Ours also had capped classroom sizes & a full time teaching assistant in each kindergarten classroom in addition to the teacher. All of which leads to better standards. Right now, our five year old has an 11:1 teacher to child ratio.

AUSD & Charter Schools

I was sent an interesting email yesterday that mentioned that an Alameda Unified School District board member, in fact the board President, had made some pretty scathing comments about how she feels about California’s Charter Schools generally. The comments were made as part of the discussions surrounding the renewal of the charter for a school that has moved to Oakland (because it was unable to find a suitable space it could afford in Alameda, but is still authorized by AUSD).

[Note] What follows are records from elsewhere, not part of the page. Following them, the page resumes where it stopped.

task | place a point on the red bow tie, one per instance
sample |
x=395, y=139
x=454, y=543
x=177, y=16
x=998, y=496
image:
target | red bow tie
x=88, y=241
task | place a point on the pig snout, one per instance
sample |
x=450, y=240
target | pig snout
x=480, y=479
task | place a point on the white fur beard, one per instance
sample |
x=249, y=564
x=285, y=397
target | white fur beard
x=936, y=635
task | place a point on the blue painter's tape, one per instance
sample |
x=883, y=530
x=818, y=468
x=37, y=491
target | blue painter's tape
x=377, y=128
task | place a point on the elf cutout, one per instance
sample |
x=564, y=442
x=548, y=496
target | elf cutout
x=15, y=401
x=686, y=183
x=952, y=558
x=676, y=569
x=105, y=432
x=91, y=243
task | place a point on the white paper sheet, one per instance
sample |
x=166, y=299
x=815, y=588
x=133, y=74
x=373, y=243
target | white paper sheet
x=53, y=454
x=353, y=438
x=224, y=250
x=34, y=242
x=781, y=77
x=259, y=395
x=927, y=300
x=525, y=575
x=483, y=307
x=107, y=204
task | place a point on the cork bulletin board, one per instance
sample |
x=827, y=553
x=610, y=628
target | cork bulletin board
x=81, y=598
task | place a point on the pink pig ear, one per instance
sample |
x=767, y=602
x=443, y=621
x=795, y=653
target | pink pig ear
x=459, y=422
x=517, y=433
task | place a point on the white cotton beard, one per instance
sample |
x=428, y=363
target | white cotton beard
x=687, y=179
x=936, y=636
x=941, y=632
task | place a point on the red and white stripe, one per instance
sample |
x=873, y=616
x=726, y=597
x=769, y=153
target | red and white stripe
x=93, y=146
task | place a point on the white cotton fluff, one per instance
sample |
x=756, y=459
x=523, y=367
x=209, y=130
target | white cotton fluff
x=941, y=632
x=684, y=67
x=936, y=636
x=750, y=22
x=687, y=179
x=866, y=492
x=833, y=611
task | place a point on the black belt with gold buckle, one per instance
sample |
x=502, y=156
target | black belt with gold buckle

The renewal was approved, in a 3-2 split vote, with the president actually voting in favor of the renewal, which makes the comments even more odd.

What Ms Kahn said was:

I oppose Charter Schools generally because I think they’re predatory. I think they’re dishonest. I think they don’t give a hoot for the community that they’re in. I think their self-interest overrides everything that they do. I think they put themselves forward as a free, on the public dime, option for parents that would like to have, remove themselves from a public school into a private school, but they can do that for nothing by buying into a charter.

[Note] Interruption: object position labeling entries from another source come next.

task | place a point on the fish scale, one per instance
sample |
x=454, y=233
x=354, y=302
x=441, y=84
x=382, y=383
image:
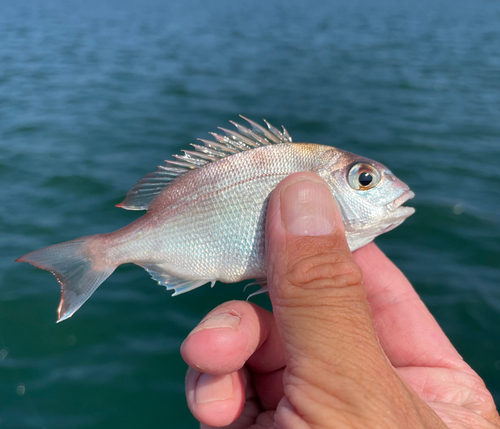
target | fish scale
x=206, y=210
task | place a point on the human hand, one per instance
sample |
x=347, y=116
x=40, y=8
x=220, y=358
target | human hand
x=337, y=352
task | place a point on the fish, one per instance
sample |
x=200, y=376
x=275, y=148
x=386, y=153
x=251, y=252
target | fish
x=206, y=208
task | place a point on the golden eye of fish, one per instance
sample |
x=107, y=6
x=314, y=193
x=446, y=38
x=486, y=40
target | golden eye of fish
x=363, y=176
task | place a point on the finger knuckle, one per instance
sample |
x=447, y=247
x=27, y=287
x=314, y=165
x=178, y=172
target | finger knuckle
x=325, y=270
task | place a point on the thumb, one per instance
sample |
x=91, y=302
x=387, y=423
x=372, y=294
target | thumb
x=324, y=320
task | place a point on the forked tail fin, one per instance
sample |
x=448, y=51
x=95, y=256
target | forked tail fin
x=78, y=271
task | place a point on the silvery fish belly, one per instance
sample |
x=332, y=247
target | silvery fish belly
x=206, y=212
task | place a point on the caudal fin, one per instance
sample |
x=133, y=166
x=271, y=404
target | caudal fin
x=77, y=270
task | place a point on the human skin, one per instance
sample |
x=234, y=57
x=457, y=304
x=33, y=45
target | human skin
x=349, y=343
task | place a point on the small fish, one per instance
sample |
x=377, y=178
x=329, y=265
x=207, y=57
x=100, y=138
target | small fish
x=206, y=210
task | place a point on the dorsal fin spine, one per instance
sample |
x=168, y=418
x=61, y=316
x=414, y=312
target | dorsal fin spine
x=148, y=188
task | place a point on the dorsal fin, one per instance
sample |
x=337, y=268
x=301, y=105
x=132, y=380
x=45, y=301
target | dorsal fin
x=148, y=188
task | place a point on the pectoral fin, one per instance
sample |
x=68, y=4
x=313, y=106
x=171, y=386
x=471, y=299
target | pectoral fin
x=178, y=284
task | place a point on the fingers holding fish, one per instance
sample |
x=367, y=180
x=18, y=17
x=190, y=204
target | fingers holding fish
x=234, y=334
x=222, y=400
x=408, y=333
x=238, y=358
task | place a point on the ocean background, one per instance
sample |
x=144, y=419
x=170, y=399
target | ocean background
x=95, y=94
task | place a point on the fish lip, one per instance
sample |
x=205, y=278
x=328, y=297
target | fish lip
x=399, y=201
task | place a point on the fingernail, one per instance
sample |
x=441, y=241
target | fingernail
x=213, y=388
x=307, y=208
x=225, y=320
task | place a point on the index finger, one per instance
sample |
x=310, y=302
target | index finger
x=408, y=333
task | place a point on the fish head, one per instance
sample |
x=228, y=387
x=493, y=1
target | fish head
x=370, y=197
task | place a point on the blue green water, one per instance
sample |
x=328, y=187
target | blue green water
x=95, y=94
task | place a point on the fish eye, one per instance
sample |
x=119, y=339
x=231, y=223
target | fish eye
x=363, y=176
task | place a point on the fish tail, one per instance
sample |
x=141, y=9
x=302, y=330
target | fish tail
x=79, y=267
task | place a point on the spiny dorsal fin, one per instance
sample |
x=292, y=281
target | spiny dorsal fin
x=147, y=189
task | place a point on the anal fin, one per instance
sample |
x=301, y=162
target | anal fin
x=178, y=284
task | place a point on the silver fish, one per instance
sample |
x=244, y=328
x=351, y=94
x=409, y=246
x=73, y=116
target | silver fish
x=206, y=210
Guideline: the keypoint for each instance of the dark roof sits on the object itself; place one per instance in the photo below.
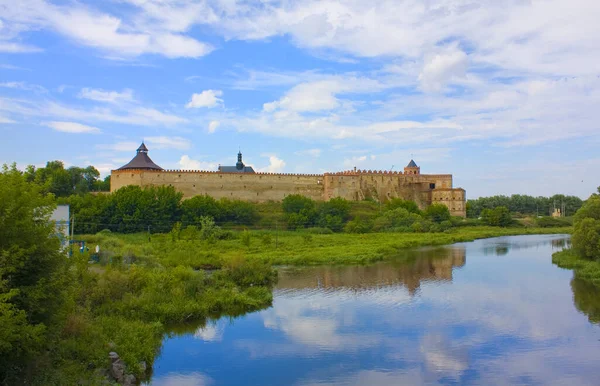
(141, 161)
(234, 169)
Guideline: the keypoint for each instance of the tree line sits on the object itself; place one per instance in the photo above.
(525, 205)
(62, 182)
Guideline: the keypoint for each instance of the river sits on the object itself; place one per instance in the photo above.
(490, 312)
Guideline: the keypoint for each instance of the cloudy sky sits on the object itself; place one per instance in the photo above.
(505, 95)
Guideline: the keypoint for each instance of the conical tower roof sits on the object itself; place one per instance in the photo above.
(141, 161)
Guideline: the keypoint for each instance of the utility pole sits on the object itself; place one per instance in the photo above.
(72, 232)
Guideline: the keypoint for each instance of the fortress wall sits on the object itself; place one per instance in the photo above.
(261, 187)
(257, 187)
(454, 199)
(383, 186)
(119, 179)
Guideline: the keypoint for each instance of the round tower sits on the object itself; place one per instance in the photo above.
(412, 168)
(239, 165)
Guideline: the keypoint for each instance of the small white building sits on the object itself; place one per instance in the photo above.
(61, 216)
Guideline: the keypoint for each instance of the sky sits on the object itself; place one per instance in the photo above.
(504, 95)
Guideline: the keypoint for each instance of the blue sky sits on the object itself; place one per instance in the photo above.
(503, 96)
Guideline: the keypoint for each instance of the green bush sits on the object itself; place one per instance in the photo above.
(586, 235)
(498, 217)
(397, 203)
(437, 213)
(358, 225)
(552, 222)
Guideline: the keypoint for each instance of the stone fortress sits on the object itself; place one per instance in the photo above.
(243, 183)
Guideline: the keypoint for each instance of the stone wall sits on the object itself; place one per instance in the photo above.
(256, 187)
(424, 189)
(454, 199)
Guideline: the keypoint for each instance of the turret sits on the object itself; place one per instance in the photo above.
(239, 165)
(412, 168)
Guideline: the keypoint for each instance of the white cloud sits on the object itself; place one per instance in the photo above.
(23, 86)
(207, 98)
(106, 96)
(12, 48)
(73, 127)
(276, 165)
(163, 142)
(315, 153)
(212, 126)
(186, 163)
(5, 120)
(87, 26)
(321, 95)
(442, 67)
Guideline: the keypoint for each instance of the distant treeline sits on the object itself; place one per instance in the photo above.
(158, 209)
(61, 182)
(526, 205)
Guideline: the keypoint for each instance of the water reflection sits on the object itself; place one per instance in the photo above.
(428, 317)
(587, 299)
(408, 269)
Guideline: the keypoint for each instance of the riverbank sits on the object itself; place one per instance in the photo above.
(289, 248)
(584, 269)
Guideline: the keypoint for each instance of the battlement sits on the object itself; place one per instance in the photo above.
(244, 184)
(181, 171)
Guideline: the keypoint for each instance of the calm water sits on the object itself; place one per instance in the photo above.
(492, 312)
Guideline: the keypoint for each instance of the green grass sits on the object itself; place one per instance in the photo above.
(289, 247)
(584, 269)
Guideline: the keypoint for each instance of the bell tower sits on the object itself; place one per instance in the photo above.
(412, 168)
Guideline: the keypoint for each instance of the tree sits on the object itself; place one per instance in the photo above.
(498, 217)
(300, 211)
(396, 203)
(586, 234)
(437, 213)
(33, 271)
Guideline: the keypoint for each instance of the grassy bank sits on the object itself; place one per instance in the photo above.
(128, 308)
(584, 269)
(293, 248)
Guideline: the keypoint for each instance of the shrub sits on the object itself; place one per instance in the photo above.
(208, 229)
(551, 222)
(331, 221)
(319, 231)
(267, 239)
(586, 235)
(307, 237)
(437, 213)
(245, 238)
(396, 203)
(358, 225)
(498, 217)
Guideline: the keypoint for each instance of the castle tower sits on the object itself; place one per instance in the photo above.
(239, 165)
(141, 161)
(412, 168)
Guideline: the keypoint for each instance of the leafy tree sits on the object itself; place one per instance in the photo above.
(296, 203)
(33, 272)
(437, 213)
(300, 211)
(333, 214)
(396, 203)
(498, 217)
(198, 207)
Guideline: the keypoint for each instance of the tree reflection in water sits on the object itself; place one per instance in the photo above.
(587, 299)
(408, 269)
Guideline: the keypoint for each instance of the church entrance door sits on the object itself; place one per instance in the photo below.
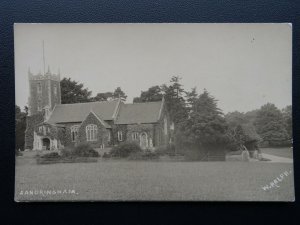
(144, 140)
(46, 144)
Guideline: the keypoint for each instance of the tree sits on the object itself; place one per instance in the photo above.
(191, 98)
(118, 93)
(175, 102)
(241, 131)
(236, 118)
(153, 94)
(73, 92)
(206, 125)
(288, 120)
(20, 120)
(270, 124)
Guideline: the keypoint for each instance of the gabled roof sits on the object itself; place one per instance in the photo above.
(106, 125)
(148, 112)
(67, 113)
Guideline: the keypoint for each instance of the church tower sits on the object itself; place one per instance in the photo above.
(44, 93)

Obviously, Ms Kahn is entitled to her opinion on whether charter schools are a good idea or not, but as she herself said in an interview with The Alamedan prior to her election, “charter schools are here to stay.” She went on to say “like it or not, by law the district has to cooperate in the development of charters, while exercising oversight to guarantee that they are delivering what they promised.”

Predatory & Dishonest

Her comments at the board meeting on November 10, 2015 do not seem consistent with those pre-election statements. Furthermore, it is disingenuous to label charter schools generally as “predatory” and “dishonest.” From my own research, the charter schools in Alameda are committed to providing a quality education to their students, and are popular with both students and their parents. Like it or not, they are working (and, at least in the case of the Alameda ones, they seem to be working better than most of the district’s schools).

Private Education

I also found it personally offensive that Ms Kahn would imply that parents looking at charter schools are trying to get a private education on the “public dime.” Like most parents, I am looking for the best possible education for my children. If that is a charter school, then so be it. If it is a private school, then we will certainly consider it. I certainly can’t see anything that would suggest that AUSD’s schools stand out as being excellent by any measure! I can also say categorically that the charter schools we have looked at are nothing at all like private schools (I attended private schools from age 7 up, so I have some experience there).

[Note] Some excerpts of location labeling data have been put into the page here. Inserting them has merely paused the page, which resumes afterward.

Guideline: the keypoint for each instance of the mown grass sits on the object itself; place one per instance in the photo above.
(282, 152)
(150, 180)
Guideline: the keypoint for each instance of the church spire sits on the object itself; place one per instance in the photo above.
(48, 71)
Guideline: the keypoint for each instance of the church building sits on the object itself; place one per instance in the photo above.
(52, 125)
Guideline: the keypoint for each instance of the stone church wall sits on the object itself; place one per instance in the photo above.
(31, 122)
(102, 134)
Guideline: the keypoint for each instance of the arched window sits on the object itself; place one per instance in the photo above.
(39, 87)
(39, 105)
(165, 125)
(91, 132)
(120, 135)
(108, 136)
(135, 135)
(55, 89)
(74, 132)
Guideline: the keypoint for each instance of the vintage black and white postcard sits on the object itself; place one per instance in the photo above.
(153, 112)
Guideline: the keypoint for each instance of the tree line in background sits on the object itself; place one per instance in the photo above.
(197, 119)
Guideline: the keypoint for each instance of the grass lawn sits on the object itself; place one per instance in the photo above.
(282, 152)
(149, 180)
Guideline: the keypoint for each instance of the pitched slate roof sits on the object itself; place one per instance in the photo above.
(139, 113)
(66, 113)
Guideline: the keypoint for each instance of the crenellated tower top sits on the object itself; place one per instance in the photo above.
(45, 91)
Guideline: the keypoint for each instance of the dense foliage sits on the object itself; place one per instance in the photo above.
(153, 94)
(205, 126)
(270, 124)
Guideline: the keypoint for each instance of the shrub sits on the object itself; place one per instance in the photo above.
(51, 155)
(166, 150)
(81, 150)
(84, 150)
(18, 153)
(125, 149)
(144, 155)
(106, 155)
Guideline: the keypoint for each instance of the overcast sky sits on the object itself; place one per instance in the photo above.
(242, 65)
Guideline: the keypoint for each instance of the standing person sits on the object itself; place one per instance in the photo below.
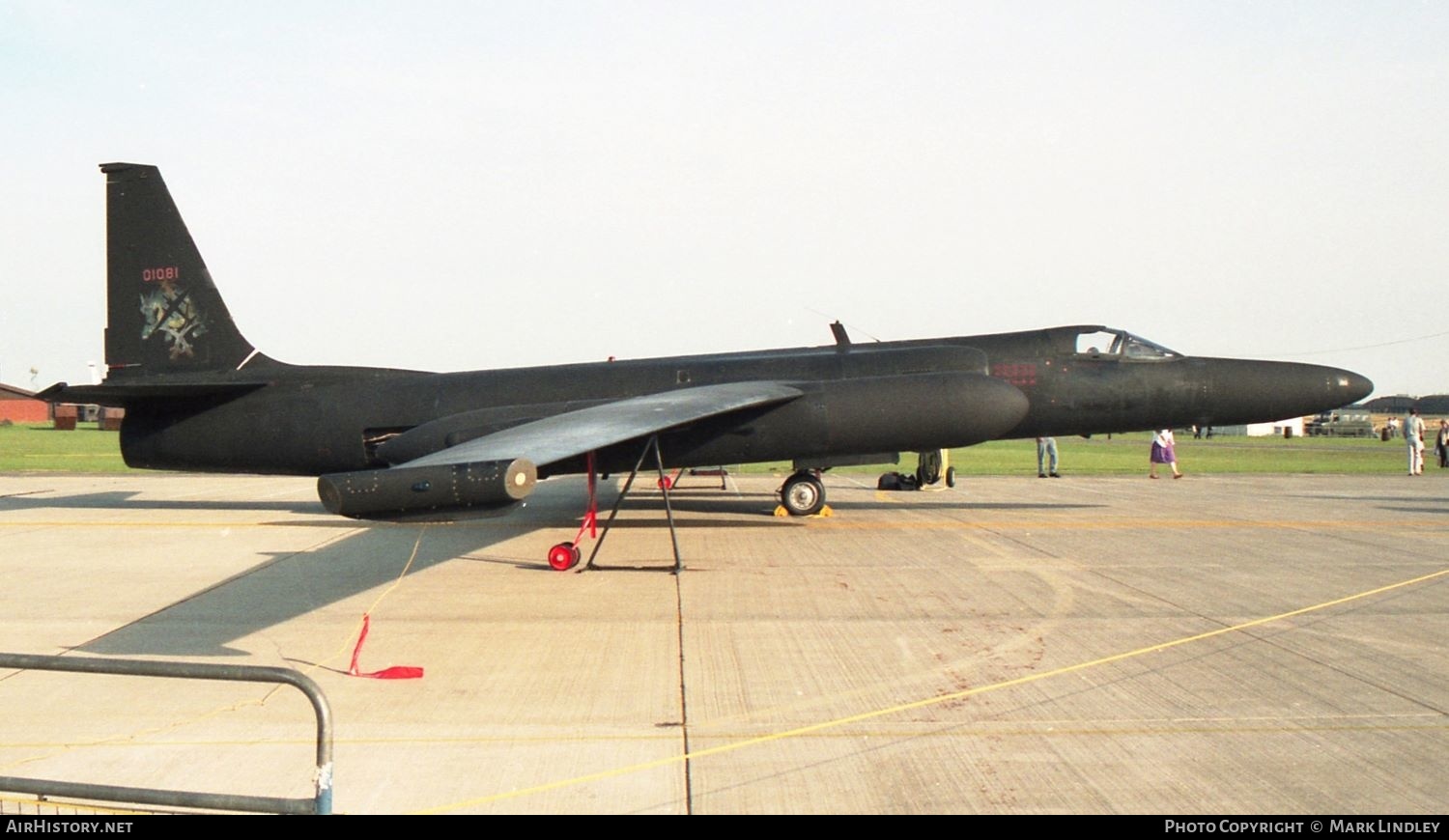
(1414, 437)
(1046, 457)
(1162, 452)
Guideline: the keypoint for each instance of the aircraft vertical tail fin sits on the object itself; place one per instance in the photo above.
(164, 313)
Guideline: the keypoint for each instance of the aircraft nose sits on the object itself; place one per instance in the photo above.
(1251, 391)
(1350, 385)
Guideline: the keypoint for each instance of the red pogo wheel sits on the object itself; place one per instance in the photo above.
(562, 556)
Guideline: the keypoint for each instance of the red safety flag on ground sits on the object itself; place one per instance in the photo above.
(396, 672)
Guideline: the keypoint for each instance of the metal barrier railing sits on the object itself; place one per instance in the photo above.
(319, 804)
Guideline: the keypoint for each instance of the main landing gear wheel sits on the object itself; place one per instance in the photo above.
(802, 494)
(564, 556)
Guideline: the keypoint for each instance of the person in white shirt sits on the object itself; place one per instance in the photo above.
(1162, 452)
(1414, 436)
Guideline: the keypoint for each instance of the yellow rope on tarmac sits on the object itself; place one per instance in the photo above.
(924, 703)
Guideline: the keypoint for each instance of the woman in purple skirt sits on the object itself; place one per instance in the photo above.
(1162, 454)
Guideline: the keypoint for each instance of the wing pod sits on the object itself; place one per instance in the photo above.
(422, 491)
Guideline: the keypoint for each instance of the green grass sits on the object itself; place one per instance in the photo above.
(87, 449)
(37, 446)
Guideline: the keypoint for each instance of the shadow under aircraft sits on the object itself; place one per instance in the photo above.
(394, 445)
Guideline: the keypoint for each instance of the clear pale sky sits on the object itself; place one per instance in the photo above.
(458, 185)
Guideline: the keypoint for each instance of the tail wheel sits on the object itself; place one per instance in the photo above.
(927, 466)
(802, 494)
(564, 556)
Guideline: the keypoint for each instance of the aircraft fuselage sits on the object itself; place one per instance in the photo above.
(864, 399)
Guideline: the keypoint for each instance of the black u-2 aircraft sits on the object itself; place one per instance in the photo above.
(390, 443)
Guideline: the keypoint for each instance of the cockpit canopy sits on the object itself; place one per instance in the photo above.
(1097, 341)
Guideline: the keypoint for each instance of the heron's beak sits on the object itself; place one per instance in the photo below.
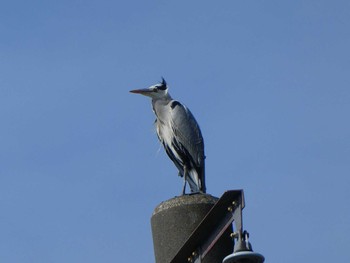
(146, 92)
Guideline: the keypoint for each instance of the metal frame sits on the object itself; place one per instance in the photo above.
(227, 209)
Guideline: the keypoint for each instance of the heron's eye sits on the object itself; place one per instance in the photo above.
(162, 87)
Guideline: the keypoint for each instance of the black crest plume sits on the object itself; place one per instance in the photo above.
(163, 84)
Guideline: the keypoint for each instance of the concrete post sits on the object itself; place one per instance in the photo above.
(174, 220)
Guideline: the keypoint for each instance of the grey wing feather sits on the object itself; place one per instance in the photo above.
(187, 132)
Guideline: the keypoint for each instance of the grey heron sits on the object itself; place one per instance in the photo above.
(180, 135)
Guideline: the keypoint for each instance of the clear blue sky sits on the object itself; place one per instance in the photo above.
(81, 169)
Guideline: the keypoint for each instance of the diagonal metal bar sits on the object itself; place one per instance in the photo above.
(209, 231)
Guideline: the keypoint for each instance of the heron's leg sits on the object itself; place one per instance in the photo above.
(185, 177)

Perhaps, if the AUSD board president feels that private schools offer a better education than the district’s schools (they almost certainly do), she should make it a priority to fix that disparity rather than making disparaging comments about parents looking at charter schools instead of district ones. Furthermore, if she feels that charter schools are able to deliver a better quality education on a public education budget, then perhaps she should look into how they can do that, and what can be improved in the district’s schools to achieve the same results. (To be honest, I don’t think the charter schools are delivering as much as they could

Bylaws

AUSD board members should probably also be aware of the section of the AUSD Board Bylaws that states:

Board members shall hold the education of students above any partisan principle, group interest, or personal interest.

(From BB 9200 – Board Bylaws – Limit of Board Member Authority)

Any attempt by AUSD board members to block a charter school’s existence based purely on a personal opinion about whether charter schools in general should exist, would seem to be contrary to that bylaw (and possibly to California state law). It also seems to me that the AUSD should be celebrating successful schools in its district, whether they are directly run by the district or merely overseen as a charter.